We expect all these things and yet with the government's ability to deliver, there is a growing chasm.

We also expect to be safe at work. … That's people's expectation, and yet workplace safety is something that is weakening and failing as we speak.

Question: What are the key challenges these agencies are facing?

Answer: If I were to put clippings on this table about all the things people will remember: eggs, peanut butter, spinach, tomatoes, lead in toys, the Aqua Dots — those beads that had the date rape drugs — the Gulf spill, the mine disaster, Toyota and the sudden acceleration in their cars … we could pull out from them maybe three or four themes that are completely unified, that show problems across the board.

One is underfunding. One is outmoded laws — the FDA does not have the ability to order a recall of food. They have to get people to do it voluntarily.

Third is lack of political will. We've spent way too many years screaming about excessive regulation instead of talking about the need for regulation, the advantages of regulation. We're still doing it — we're still bashing the regulators today.

Then demoralized staff. People who are very idealistic when they go in, but then don't feel as if they can really work to accomplish the agency's mission, and they get very discouraged.

Q: Can you talk about that concept of agency capture?

A: Agency capture is a term from the political science literature. It means the bureaucrat is beholden either to the industry it's regulating — that the bureaucrat has undue sympathy, can't be neutral. Or it has been used to mean capture from the left, so that all the bureaucrats at the EPA are secret members of the Sierra Club who hug trees.

The problem is the people who work in the agencies, not the circumstances in which they work. I believe that was probably true of some of the people in the agency responsible for supervising oil rigs. Clearly there were a couple of them who had become so close in their social relationships with the oil industry executives that they couldn't be neutral anymore. But that is a small, tiny part of this problem.
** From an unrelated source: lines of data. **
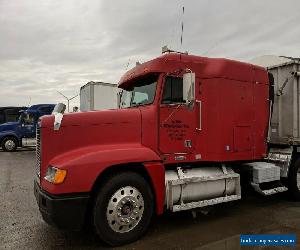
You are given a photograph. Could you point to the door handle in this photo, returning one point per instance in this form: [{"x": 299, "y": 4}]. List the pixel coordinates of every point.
[{"x": 199, "y": 128}]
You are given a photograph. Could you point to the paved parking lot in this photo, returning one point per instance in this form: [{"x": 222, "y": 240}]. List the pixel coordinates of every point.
[{"x": 21, "y": 226}]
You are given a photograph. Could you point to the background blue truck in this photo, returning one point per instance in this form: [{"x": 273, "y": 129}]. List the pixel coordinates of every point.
[
  {"x": 13, "y": 134},
  {"x": 10, "y": 113}
]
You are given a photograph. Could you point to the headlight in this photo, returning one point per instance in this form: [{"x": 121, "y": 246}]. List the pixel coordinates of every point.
[{"x": 55, "y": 175}]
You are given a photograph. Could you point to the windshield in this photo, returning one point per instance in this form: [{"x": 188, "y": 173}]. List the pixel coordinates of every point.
[{"x": 141, "y": 92}]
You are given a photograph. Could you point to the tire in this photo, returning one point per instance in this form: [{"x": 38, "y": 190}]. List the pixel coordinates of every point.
[
  {"x": 9, "y": 144},
  {"x": 293, "y": 180},
  {"x": 125, "y": 196}
]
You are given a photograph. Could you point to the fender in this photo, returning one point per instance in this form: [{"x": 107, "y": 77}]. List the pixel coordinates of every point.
[{"x": 85, "y": 164}]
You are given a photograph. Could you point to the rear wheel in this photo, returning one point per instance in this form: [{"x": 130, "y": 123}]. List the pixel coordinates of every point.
[
  {"x": 9, "y": 144},
  {"x": 123, "y": 209},
  {"x": 294, "y": 180}
]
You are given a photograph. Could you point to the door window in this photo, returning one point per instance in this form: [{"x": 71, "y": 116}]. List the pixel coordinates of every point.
[{"x": 173, "y": 90}]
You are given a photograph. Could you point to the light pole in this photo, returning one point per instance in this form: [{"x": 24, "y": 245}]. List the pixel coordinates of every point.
[{"x": 68, "y": 99}]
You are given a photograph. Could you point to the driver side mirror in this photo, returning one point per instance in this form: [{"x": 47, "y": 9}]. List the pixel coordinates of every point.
[{"x": 188, "y": 87}]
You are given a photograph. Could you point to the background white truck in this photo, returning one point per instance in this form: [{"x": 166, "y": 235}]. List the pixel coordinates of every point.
[{"x": 98, "y": 95}]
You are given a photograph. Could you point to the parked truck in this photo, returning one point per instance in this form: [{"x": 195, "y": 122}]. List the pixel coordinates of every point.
[
  {"x": 23, "y": 132},
  {"x": 98, "y": 95},
  {"x": 10, "y": 114},
  {"x": 188, "y": 127}
]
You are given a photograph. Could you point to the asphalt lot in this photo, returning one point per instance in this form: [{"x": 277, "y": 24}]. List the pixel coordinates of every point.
[{"x": 21, "y": 226}]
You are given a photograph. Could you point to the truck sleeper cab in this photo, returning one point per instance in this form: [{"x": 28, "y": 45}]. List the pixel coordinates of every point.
[{"x": 186, "y": 129}]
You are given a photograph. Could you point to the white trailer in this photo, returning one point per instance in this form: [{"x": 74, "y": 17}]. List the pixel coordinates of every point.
[{"x": 98, "y": 95}]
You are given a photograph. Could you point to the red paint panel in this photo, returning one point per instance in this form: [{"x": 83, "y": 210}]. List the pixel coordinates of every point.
[{"x": 156, "y": 171}]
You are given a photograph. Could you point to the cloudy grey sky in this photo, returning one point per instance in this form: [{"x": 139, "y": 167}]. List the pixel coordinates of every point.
[{"x": 60, "y": 45}]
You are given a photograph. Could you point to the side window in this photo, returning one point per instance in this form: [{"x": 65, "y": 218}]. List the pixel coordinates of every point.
[
  {"x": 173, "y": 90},
  {"x": 2, "y": 118}
]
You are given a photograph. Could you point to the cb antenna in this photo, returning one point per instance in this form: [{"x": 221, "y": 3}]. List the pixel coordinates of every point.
[{"x": 181, "y": 37}]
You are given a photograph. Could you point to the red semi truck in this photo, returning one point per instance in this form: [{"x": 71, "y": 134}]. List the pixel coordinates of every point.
[{"x": 186, "y": 129}]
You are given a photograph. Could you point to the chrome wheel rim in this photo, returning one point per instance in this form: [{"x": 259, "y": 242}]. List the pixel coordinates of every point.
[
  {"x": 9, "y": 145},
  {"x": 298, "y": 179},
  {"x": 125, "y": 209}
]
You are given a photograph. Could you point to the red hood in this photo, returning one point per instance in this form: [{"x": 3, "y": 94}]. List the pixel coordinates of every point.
[{"x": 107, "y": 127}]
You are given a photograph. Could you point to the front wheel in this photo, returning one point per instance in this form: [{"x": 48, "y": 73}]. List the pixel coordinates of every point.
[
  {"x": 123, "y": 209},
  {"x": 9, "y": 144},
  {"x": 294, "y": 180}
]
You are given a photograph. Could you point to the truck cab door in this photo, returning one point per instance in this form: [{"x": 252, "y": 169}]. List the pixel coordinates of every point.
[{"x": 177, "y": 133}]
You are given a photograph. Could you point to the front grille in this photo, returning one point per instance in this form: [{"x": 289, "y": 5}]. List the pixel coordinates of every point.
[{"x": 38, "y": 151}]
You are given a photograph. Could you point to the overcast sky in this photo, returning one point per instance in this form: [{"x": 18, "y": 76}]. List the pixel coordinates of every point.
[{"x": 61, "y": 45}]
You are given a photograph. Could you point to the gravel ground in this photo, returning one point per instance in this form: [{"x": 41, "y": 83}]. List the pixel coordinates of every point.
[{"x": 21, "y": 226}]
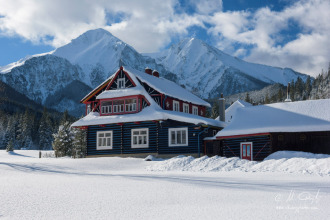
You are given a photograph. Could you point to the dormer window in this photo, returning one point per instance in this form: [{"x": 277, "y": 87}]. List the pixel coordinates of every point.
[
  {"x": 195, "y": 110},
  {"x": 185, "y": 108},
  {"x": 120, "y": 83},
  {"x": 176, "y": 106},
  {"x": 89, "y": 108},
  {"x": 106, "y": 107}
]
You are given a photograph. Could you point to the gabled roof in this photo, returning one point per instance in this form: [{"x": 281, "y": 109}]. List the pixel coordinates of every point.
[
  {"x": 152, "y": 112},
  {"x": 147, "y": 114},
  {"x": 302, "y": 116},
  {"x": 97, "y": 89},
  {"x": 162, "y": 85},
  {"x": 167, "y": 87},
  {"x": 231, "y": 110}
]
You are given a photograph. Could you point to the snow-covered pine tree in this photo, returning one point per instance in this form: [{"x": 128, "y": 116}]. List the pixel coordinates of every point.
[
  {"x": 10, "y": 134},
  {"x": 63, "y": 140},
  {"x": 79, "y": 143},
  {"x": 247, "y": 98},
  {"x": 24, "y": 136},
  {"x": 45, "y": 132},
  {"x": 10, "y": 146}
]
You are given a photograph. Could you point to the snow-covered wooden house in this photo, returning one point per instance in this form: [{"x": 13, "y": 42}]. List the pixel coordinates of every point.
[
  {"x": 257, "y": 131},
  {"x": 138, "y": 113}
]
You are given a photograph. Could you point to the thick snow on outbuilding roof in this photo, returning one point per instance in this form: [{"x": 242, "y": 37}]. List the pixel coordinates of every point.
[
  {"x": 302, "y": 116},
  {"x": 231, "y": 110}
]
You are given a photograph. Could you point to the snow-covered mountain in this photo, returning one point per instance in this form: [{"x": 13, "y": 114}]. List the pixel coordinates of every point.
[
  {"x": 92, "y": 57},
  {"x": 201, "y": 67},
  {"x": 99, "y": 54}
]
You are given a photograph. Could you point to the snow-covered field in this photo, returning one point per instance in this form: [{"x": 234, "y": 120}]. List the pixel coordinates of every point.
[{"x": 130, "y": 188}]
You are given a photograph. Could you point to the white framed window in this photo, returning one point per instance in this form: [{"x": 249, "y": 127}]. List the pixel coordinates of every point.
[
  {"x": 106, "y": 107},
  {"x": 130, "y": 105},
  {"x": 103, "y": 140},
  {"x": 195, "y": 110},
  {"x": 176, "y": 106},
  {"x": 140, "y": 138},
  {"x": 118, "y": 106},
  {"x": 120, "y": 83},
  {"x": 178, "y": 136},
  {"x": 185, "y": 108},
  {"x": 89, "y": 108}
]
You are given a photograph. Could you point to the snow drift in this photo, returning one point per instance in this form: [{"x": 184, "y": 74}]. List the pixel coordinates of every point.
[{"x": 282, "y": 161}]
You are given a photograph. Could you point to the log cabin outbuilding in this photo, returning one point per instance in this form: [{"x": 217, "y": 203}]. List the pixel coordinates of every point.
[
  {"x": 257, "y": 131},
  {"x": 135, "y": 113}
]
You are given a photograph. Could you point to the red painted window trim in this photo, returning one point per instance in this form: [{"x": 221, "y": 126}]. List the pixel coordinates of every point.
[
  {"x": 138, "y": 107},
  {"x": 114, "y": 78},
  {"x": 242, "y": 135}
]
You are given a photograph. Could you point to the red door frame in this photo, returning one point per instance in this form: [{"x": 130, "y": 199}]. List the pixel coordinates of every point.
[{"x": 246, "y": 150}]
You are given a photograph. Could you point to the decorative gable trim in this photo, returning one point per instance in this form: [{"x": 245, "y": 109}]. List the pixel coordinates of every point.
[
  {"x": 95, "y": 92},
  {"x": 121, "y": 70}
]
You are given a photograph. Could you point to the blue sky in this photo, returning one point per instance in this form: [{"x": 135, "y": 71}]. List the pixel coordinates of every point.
[{"x": 284, "y": 33}]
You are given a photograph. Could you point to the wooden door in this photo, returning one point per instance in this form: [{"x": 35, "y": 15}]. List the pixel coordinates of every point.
[{"x": 246, "y": 150}]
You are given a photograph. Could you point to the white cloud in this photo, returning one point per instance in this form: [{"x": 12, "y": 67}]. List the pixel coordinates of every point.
[
  {"x": 147, "y": 25},
  {"x": 265, "y": 31}
]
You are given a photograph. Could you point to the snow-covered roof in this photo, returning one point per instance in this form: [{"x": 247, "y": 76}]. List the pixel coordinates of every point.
[
  {"x": 147, "y": 114},
  {"x": 119, "y": 93},
  {"x": 302, "y": 116},
  {"x": 152, "y": 112},
  {"x": 231, "y": 110},
  {"x": 167, "y": 87}
]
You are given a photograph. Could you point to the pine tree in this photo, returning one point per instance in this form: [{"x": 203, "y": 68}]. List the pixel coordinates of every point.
[
  {"x": 280, "y": 95},
  {"x": 10, "y": 132},
  {"x": 79, "y": 143},
  {"x": 215, "y": 109},
  {"x": 292, "y": 90},
  {"x": 63, "y": 141},
  {"x": 65, "y": 117},
  {"x": 24, "y": 136},
  {"x": 45, "y": 131},
  {"x": 247, "y": 98},
  {"x": 10, "y": 146},
  {"x": 267, "y": 100}
]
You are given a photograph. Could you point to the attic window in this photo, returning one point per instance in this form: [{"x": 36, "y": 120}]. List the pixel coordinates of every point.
[
  {"x": 280, "y": 137},
  {"x": 120, "y": 83},
  {"x": 195, "y": 110},
  {"x": 176, "y": 106},
  {"x": 302, "y": 137},
  {"x": 185, "y": 108}
]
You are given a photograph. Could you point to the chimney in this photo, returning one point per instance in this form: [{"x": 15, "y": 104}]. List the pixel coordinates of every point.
[
  {"x": 148, "y": 71},
  {"x": 222, "y": 109},
  {"x": 155, "y": 73},
  {"x": 288, "y": 94}
]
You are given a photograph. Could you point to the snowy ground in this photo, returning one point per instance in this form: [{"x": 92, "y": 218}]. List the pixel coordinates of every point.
[{"x": 127, "y": 188}]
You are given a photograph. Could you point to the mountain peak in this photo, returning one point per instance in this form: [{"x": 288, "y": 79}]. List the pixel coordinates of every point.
[{"x": 95, "y": 34}]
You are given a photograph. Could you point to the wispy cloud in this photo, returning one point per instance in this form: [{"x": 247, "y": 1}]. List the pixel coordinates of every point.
[{"x": 296, "y": 36}]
The real problem is people who don't believe they can do their jobs, so they go to work every day, but they are so overwhelmed by the amount of information they're deluged with. ... And they don't have adequate resources or legal authority.

Q: How do you make a decision about what you eat, what you buy?

A: It is really hard for consumers to protect themselves. If I had young children — my children are grown — and I had read about what had happened with Mattel … they'd be playing with wooden spoons. … It would have been very hard for me to find toys that were not manufactured in places where there are no controls.

Q: Have you done anything differently in your own life now that you've researched this book?

A: I'm eating much less meat and much less fish. I will ask my doctor about where the drugs I take are manufactured. I subscribe to consumer magazines. I don't use pesticides around the house.

Q: How can these agencies keep up with innovation?

A: An example is Toyota. Most cars now are driven by computerized systems. It's called "drive by wire." The brakes and acceleration and steering are all driven by a computer chip, not mechanically. … And the National Highway Traffic Safety Administration had no engineer who understood computerized drive-by-wire systems on their staff up until the problem with Toyota.

These have been in place for a long time. There was a problem with BMW in the '80s. BMW installed a system that's a brake override. If you step on the brake and the accelerator simultaneously, it stops the car.

Toyota could have done that really easily. They didn't. Chose not to do it. It completely went over [the National Highway Traffic Safety Administration's] head because they didn't have an expert who understood.

Q: How much should personal responsibility factor into safety?

A: I draw the line at blaming the victim. Yes, they need to educate kids about safe handling of food and not to eat meat that has not been thoroughly cooked and to wash their hands before handling food.

We all have a responsibility to do that, but people like to eat eggs sunny side up. And we shouldn't have a situation where we are saying, "It's fine to have salmonella in the egg if only people would only stop eating them sunny side up."

That's where I would start drawing the line.